Antalya Tabip Odası olarak bileşeni olduğumuz Antalya Emek ve Demokrasi Güçleri Gezi Direnişinin 9. Yılı nedeniyle Attalos heykeli önünde basın açıklaması yaptı.
Gezi Direnişi’nin 9 . yılı nedeniyle bir basın açıklaması gerçekleştiren Antalya Emek ve Demokrasi Güçleri, iktidarın o günden bugüne artan baskı ve uygulamalarını hatırlattı. Açıklamada, “ Gezi Umuttur, Umut Dimdik Ayakta! ” mesajı verildi.” Eylemde Onurlu Direnişimiz Gezi 9 Yaşında” ve “Geziyi Savunuyoruz Gezi Yargılanamaz” pankartları açıldı.
Gezi Umuttur, Umut Dimdik Ayakta!
İstanbul Taksim’deki Gezi Parkı’na Topçu Kışlası yapılmasına karşı başlayıp milyonlarca kişinin adalet, demokrasi, özgürlük talebinin isyanına dönüşen Gezi Direnişi 9 yaşında. 2013’te 79 kentin sokaklarının dolduğu “Her yer Taksim, her yer Direniş” sloganlarının tüm ülkede yankılandığı Haziran Direnişi, bugün hala güncel ve dimdik ayakta.
Gezi, farklı olanların birliğini, farklı olanların ortak hedeflerde birleşmesi gerektiğini anlatıyordu. Halkın örgütlü gücünün en güçlü iktidarlara rağmen asla yenilmez olduğunu gösteriyordu bize.
2013 Mayıs’ının son haftasında başlayan ve tüm Haziran ayı boyunca süren, tartışma forumlarının yapıldığı, almanın ve vermenin takas usulü yürütüldüğü, kütüphanesi, mizahi, müziği ile başka bir yaşamın mümkün olduğunu gösteriyordu bize. Toprağı, yeşili, ağacı korumak için kendiliğinden başlayan hareket, asıl olarak, AKP iktidarının Siyasal İslamcı Faşizme geçiş sürecine karşı oluşturulmuş bir barikattı. Gençlerin, kadınların, emekçi yurtsever milyonların baskı ve zorbalıklar karşısında birleşik bir karşı duruşunu simgeliyordu. Hepimiz oradaydık ve yaklaşık bir buçuk ay boyunca ülke tarihinin en demokratik en meşru direnişine tanıklık ettik.

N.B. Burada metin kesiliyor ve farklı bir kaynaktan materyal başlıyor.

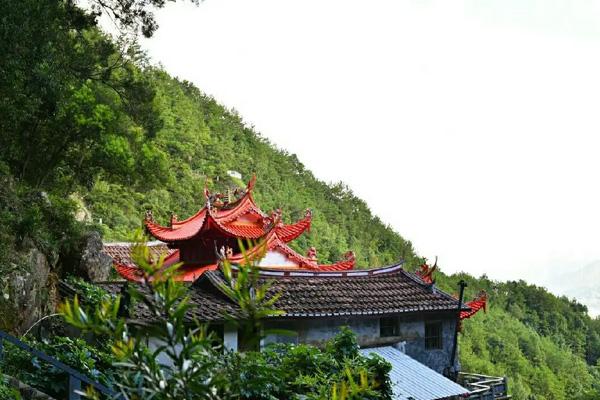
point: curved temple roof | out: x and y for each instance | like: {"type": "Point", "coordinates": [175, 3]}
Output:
{"type": "Point", "coordinates": [224, 217]}
{"type": "Point", "coordinates": [241, 219]}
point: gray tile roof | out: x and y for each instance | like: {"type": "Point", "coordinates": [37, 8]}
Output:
{"type": "Point", "coordinates": [414, 381]}
{"type": "Point", "coordinates": [308, 294]}
{"type": "Point", "coordinates": [381, 291]}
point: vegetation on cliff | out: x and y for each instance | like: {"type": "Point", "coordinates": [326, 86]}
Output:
{"type": "Point", "coordinates": [87, 123]}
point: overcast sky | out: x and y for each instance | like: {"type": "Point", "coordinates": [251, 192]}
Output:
{"type": "Point", "coordinates": [470, 127]}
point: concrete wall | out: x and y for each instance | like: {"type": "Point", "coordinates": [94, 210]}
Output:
{"type": "Point", "coordinates": [411, 336]}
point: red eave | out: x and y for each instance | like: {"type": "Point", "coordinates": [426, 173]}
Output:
{"type": "Point", "coordinates": [344, 265]}
{"type": "Point", "coordinates": [181, 232]}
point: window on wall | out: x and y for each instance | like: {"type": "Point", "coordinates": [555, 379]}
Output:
{"type": "Point", "coordinates": [388, 327]}
{"type": "Point", "coordinates": [433, 335]}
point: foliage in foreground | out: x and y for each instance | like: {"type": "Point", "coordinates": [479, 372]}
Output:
{"type": "Point", "coordinates": [7, 392]}
{"type": "Point", "coordinates": [81, 114]}
{"type": "Point", "coordinates": [94, 361]}
{"type": "Point", "coordinates": [184, 361]}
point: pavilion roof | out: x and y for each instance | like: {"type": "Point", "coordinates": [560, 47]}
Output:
{"type": "Point", "coordinates": [241, 218]}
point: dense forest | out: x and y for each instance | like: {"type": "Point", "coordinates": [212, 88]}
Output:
{"type": "Point", "coordinates": [91, 136]}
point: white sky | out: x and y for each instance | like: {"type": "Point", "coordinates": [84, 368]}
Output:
{"type": "Point", "coordinates": [470, 127]}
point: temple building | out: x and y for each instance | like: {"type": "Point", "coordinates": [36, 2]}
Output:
{"type": "Point", "coordinates": [215, 232]}
{"type": "Point", "coordinates": [394, 312]}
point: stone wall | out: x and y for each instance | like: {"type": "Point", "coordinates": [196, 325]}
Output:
{"type": "Point", "coordinates": [411, 337]}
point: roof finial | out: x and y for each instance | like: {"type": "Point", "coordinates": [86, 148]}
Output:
{"type": "Point", "coordinates": [206, 192]}
{"type": "Point", "coordinates": [312, 253]}
{"type": "Point", "coordinates": [149, 217]}
{"type": "Point", "coordinates": [251, 183]}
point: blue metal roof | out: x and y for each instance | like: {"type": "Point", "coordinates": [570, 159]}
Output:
{"type": "Point", "coordinates": [414, 381]}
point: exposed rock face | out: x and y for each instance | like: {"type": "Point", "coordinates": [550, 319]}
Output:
{"type": "Point", "coordinates": [27, 292]}
{"type": "Point", "coordinates": [95, 265]}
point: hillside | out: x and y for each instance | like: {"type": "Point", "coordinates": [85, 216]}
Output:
{"type": "Point", "coordinates": [88, 124]}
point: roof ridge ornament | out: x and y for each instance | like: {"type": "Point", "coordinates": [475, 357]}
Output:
{"type": "Point", "coordinates": [251, 183]}
{"type": "Point", "coordinates": [426, 271]}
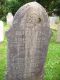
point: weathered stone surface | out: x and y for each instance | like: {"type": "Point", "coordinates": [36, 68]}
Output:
{"type": "Point", "coordinates": [28, 42]}
{"type": "Point", "coordinates": [58, 34]}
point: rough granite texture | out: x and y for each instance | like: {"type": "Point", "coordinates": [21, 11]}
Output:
{"type": "Point", "coordinates": [28, 40]}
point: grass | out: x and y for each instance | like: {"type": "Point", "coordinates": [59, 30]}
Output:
{"type": "Point", "coordinates": [52, 65]}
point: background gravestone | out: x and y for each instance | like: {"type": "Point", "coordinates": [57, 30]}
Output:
{"type": "Point", "coordinates": [1, 31]}
{"type": "Point", "coordinates": [9, 18]}
{"type": "Point", "coordinates": [58, 34]}
{"type": "Point", "coordinates": [28, 42]}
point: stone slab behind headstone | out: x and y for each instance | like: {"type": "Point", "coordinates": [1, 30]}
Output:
{"type": "Point", "coordinates": [1, 31]}
{"type": "Point", "coordinates": [28, 41]}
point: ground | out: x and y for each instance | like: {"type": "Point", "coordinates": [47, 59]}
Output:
{"type": "Point", "coordinates": [52, 65]}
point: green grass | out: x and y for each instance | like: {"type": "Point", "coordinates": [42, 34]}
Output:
{"type": "Point", "coordinates": [52, 65]}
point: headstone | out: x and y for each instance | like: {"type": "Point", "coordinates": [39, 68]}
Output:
{"type": "Point", "coordinates": [28, 41]}
{"type": "Point", "coordinates": [9, 19]}
{"type": "Point", "coordinates": [58, 34]}
{"type": "Point", "coordinates": [53, 20]}
{"type": "Point", "coordinates": [1, 31]}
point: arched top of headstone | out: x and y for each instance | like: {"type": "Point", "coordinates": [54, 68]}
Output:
{"type": "Point", "coordinates": [31, 13]}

Gezi Direnişi’nin yarattığı umut ışığının karanlık düzenlerinin sonu olacağını anlayan egemen güçler yalan, karalama ve iftiralarıyla Gezi İsyanı’nı itibarsızlaştırmaya çalışmaya devam ediyor. Öç alma mantığı ile hareket eden siyasi iktidar, hukuku siyasallaştırarak hayal ürünü iddialarla Gezi’yi yargılamaya, milyonların özgür iradesiyle örgütlediği Gezi Direnişi’ni birkaç arkadaşımızı kurban seçerek mahkûm etmeye kalkıştı. Ama bizler unutmadık, unutmayacağız da, Gezi’de yaşanan polis şiddeti hala hafızalarımızdaki yerini koruyor. Gezi boyunca polisler ya da sivil birtakım kişiler tarafından katledilen Berkin Elvan, Ali İsmail Korkmaz, Mehmet Ayvalıtaş, Abdullah Cömert, Ahmet Atakan, Medeni Yıldırım, Ethem Sarısülük, Hasan Ferit Gedik’in katillerine ilişkin yargılamalar göstermelik yapıldı. Açılan davaların bir kısmı beraatla sonuçlanırken, kimine düşük cezalar verildi. Sanıklardan serbest kalanlarda oldu, hiç dava açılmayanlarda.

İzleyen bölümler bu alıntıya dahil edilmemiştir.